Granite 4.1: IBM's 8B Model Matching 32B MoE

IBM just released Granite 4.1, a family of open-source models (3B, 8B, 30B) under Apache 2.0 with a 512K context window. The 8B model is doing something that shouldn't be possible. It matches or beats the previous Granite 4.0-H-Small, a 32B Mixture-of-Experts model with 9B active parameters, across every benchmark IBM ran. BFCL V3 tool calling: 68.3 versus 64.7. GSM8K math: 92.5. ArenaHard chat quality: 69.0. A smaller, simpler, dense architecture is winning consistently. IBM trained on 15 trillion tokens across five phases, shifting from broad web content (59% CommonCrawl early) to heavy math (35%) and code (30%) later. Data quality drove the results.

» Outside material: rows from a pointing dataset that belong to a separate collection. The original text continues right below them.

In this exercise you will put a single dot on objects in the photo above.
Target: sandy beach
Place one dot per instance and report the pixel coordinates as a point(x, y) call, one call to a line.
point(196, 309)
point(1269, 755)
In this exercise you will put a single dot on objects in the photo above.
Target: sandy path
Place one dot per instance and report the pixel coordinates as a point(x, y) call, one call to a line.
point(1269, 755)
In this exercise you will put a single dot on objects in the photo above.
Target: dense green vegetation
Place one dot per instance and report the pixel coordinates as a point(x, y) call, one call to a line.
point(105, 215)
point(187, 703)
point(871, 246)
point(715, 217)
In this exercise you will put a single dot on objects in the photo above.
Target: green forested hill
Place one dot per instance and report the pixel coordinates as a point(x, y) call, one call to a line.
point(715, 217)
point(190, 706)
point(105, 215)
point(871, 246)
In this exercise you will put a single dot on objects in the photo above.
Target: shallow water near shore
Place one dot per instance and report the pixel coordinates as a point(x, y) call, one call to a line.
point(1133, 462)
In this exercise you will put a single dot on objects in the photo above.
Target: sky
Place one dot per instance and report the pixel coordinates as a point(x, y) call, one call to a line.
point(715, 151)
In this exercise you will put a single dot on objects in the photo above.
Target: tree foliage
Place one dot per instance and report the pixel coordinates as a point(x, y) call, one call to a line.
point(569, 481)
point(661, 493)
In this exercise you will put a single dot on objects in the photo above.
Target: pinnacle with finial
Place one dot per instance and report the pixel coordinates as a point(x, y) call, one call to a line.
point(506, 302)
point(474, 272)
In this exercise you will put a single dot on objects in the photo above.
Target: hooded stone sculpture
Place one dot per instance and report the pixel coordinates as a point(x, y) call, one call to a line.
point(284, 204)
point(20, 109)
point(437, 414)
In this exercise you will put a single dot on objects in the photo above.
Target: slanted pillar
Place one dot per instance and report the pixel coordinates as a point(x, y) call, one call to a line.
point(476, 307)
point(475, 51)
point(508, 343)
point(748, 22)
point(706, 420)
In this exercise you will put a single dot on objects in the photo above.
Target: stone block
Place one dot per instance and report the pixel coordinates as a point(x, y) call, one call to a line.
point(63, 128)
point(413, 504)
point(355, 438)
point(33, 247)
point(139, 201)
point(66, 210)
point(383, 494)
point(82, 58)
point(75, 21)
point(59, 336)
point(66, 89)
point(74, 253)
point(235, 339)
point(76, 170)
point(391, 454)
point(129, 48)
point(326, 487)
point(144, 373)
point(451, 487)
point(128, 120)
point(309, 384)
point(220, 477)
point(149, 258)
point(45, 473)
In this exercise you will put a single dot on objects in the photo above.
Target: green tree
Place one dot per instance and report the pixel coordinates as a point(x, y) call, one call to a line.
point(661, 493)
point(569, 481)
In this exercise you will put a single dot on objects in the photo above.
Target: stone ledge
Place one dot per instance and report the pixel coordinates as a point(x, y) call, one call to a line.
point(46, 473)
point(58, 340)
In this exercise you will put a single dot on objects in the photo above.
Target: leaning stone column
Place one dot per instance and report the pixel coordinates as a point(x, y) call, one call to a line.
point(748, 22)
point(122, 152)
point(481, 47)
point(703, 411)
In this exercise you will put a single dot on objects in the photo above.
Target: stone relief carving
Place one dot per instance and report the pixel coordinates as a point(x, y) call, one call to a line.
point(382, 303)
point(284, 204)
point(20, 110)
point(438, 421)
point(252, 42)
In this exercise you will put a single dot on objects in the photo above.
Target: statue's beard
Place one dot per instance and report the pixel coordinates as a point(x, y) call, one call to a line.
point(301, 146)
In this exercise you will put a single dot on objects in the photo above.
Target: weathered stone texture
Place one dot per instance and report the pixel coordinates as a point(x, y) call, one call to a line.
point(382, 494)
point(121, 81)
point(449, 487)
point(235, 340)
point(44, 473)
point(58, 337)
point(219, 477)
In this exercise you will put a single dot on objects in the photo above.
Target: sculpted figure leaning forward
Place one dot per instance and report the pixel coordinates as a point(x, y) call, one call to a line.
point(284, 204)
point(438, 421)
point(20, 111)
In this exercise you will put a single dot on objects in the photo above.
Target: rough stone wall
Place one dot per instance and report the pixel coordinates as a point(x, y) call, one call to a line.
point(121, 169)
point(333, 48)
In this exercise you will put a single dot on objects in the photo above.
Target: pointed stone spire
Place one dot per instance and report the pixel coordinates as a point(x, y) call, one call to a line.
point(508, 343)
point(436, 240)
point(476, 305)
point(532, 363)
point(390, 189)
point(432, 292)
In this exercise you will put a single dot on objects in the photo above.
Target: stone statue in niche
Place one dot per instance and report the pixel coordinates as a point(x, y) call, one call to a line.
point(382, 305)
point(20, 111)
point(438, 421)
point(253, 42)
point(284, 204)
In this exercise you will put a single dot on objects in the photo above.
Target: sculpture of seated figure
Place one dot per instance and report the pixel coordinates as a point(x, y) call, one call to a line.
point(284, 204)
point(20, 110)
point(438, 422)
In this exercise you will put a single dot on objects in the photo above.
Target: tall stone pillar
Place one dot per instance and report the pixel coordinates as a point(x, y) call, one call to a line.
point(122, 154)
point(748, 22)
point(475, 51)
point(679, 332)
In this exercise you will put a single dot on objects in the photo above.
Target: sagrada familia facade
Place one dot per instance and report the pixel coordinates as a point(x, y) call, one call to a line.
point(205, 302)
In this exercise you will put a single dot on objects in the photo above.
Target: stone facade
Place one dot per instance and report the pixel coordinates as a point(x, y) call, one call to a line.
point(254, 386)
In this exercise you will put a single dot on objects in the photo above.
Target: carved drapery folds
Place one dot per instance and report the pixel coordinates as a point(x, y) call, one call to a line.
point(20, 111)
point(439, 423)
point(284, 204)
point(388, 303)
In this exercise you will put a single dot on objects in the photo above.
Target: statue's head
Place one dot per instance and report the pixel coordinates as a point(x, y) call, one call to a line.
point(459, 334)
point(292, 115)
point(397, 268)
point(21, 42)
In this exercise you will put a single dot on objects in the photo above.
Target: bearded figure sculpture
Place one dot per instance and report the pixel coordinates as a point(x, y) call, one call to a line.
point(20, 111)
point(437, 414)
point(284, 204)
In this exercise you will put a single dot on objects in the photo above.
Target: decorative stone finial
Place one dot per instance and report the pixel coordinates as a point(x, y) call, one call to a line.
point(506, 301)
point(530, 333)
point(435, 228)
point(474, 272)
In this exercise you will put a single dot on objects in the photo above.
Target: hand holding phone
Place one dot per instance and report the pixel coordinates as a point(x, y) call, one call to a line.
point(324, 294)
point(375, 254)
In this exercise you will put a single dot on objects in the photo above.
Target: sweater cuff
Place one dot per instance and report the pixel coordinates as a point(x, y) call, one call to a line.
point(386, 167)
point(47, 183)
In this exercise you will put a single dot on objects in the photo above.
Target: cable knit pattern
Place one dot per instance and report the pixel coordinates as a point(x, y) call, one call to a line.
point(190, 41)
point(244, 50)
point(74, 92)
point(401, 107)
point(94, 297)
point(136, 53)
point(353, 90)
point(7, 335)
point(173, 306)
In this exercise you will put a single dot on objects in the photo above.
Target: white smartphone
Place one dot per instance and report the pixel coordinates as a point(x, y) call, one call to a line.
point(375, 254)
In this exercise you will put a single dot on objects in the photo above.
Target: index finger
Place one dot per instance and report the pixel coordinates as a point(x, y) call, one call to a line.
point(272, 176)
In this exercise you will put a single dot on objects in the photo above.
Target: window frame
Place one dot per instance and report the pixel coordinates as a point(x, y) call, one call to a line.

They built an aggressive filtering pipeline using an LLM-as-Judge that scored every assistant response across six dimensions before any fine-tuning sample touched the model. Hallucinations and wrong computations got automatic rejection. What survived: 4.1 million curated samples. The four-stage reinforcement learning pipeline is where IBM got unusually honest about training failures. Stage one trained jointly across nine domains. Stage two, RLHF on chat, boosted AlpacaEval by 18.9 points. But it tanked math scores. GSM8K and DeepMind-Math both regressed. Stage three was a quick identity calibration. Stage four was dedicated math RL to recover the damage. It worked. GSM8K surpassed baseline by 3.8 points. You don't often see companies admit what broke mid-training. That kind of honesty helps anyone building their own models. Early community feedback says the 8B runs well on commodity hardware with a clinical tone suited for data processing agents. Some users still prefer Qwen3.6 35b a3b for heavier work. The broader signal: both IBM and Mistral shifted away from MoE toward dense models, even as frontier systems double down on MoE. If you need predictable latency and cost for enterprise deployment, dense architectures have a real argument right now.